Jiroannes drained his tea, and Lal poured more into the cup. The warm liquid soothed him, and he felt the truth of Lal’s words. He had been kind and generous to his slaves, and yet, one still eluded him. “Lal, send Samae to me.”

Lal bowed his head and retreated. Soon enough, Samae appeared, dressed in striped trousers and a quilted damask robe, and knelt before Jiroannes, head bent in submission. Her hair had grown long enough to twine into a braid at the ends, fastened off with a silk ribbon. She folded her fine-boned hands in her lap and sat so still that the only movement he could see, on her, was the stirring of the ends of her hair on her collar. The carpet sank under her knees, forming a dark hollow.

“Samae, why did you refuse your freedom, when Bakhtiian himself granted it to you?”

At first she said nothing. Wind rustled through the tasseled fringe of the awning and shuddered the walls of his tent. He smelled smoke from the guards’ camp; or was that a taint on the wind, blown in from Karkand?

“I am a slave, master,” she said at last. Her voice was scarcely louder than the wind’s rustle.
Her voice.
It was deeper than he had imagined it would be.

“But I command you to accept your freedom.”

“Only the gods command me, master.” She doubled over and touched her forehead to the carpet and lay there for the space of twelve heartbeats before lifting her head up again. “I am a slave by their law.”

“By their law? What gods? What law is this?”

Under her lashes, she lifted her gaze to look at him. She had liquid brown eyes, dark and slanted against the pale ivory of her skin. “It is death to speak their name. Their laws are cruel, and they hate us for our ugliness.”

“Samae, surely I do not understand you correctly,” he said, exasperated. “The Everlasting God has given man laws in order that we may live as befits His Word.

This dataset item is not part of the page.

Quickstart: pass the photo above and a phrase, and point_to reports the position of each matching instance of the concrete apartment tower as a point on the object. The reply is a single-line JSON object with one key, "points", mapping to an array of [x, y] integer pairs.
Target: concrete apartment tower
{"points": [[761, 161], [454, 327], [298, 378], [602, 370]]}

He shepherds us, in our ignorance, for we are His creation.”

“We are clay,” murmured Samae, as if she had not heard him, “clay and unclean water, and nothing else.”

Jiroannes was too appalled to speak. Here he had thought that the great Tadesh Empire was a civilized country; certainly their concubines and dancers and metalwork and pottery were of the finest quality.